LC Resonance Frequency Calculator

LC resonant frequency: formula and tuning

An LC oscillator — an inductor (L) connected to a capacitor (C) — resonates at f = 1 / (2π · √(L · C)), with L in henries (H), C in farads (F) and f in hertz (Hz). At resonance the capacitive reactance equals the inductive reactance (X_C = X_L): in a series LC the current peaks, in a parallel LC the current drops to a minimum. The quality factor Q describes how sharp the resonance is — higher Q means a narrower passband. Heinrich Hertz used a resonant LC circuit in 1887 to confirm Maxwell's electromagnetic waves, opening the door to radio. Example: L = 1 mH, C = 100 nF → f = 1 / (2π · √(10^-3 · 10^-7)) ≈ 15.9 kHz (audio range). For tuning AM radio at 1 MHz, the LC product must be around 25 µH·nF.

Applications: radio, filters and beyond

LC resonance powers AM/FM radio tuning, RF filters (band-pass, band-stop), clock generation in oscillators, and antenna design (quarter-wave antennas have length λ/4 = c / (4f)). It also appears in MRI (proton precession frequency in a magnetic field) and in acoustic instruments by analogy — strings and tubes resonate at frequencies determined by length and tension, much like LC circuits do with L and C.

FAQ

What is the difference between series and parallel LC? In series, impedance is minimum at resonance (maximum current). In parallel, impedance is maximum (minimum current) — a parallel LC is called a tank circuit.

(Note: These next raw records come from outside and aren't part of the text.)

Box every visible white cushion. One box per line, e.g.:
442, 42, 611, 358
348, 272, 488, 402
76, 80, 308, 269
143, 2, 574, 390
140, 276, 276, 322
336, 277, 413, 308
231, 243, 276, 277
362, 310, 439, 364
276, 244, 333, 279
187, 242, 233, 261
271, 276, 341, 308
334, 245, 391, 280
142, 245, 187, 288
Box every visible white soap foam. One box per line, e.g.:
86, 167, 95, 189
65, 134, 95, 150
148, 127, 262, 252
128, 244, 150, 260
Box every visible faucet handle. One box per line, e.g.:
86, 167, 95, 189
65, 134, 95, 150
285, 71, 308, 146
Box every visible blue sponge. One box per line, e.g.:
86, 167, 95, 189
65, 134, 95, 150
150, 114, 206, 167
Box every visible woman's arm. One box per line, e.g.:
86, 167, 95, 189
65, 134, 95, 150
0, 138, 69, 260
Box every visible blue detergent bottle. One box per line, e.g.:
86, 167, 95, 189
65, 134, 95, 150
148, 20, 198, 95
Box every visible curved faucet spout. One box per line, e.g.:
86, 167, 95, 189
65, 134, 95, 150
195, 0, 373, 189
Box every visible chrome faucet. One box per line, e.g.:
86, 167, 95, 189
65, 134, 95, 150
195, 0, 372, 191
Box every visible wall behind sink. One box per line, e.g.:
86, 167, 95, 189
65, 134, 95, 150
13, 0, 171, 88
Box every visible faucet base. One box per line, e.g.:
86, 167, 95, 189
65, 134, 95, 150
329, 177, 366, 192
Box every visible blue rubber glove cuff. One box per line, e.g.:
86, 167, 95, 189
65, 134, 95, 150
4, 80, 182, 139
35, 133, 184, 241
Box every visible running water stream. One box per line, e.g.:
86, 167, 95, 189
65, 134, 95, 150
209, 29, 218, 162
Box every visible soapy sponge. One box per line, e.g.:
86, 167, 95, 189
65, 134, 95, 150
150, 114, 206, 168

Why is resistance not in the formula? The ideal LC formula assumes no losses. Real circuits have resistance that lowers Q and slightly shifts the peak, but resonance frequency is dominated by L and C.

How do I tune to a specific frequency? Pick L, then solve C = 1 / ((2πf)² · L). For variable tuning, use a trimmer capacitor or a varicap diode.

What units should I use? SI: henries and farads give hertz. For practical values, 1 µH = 10^-6 H, 1 nF = 10^-9 F. With L in µH and C in nF, frequency in MHz: fMHz ≈ 159.2 / √(LµH · CnF).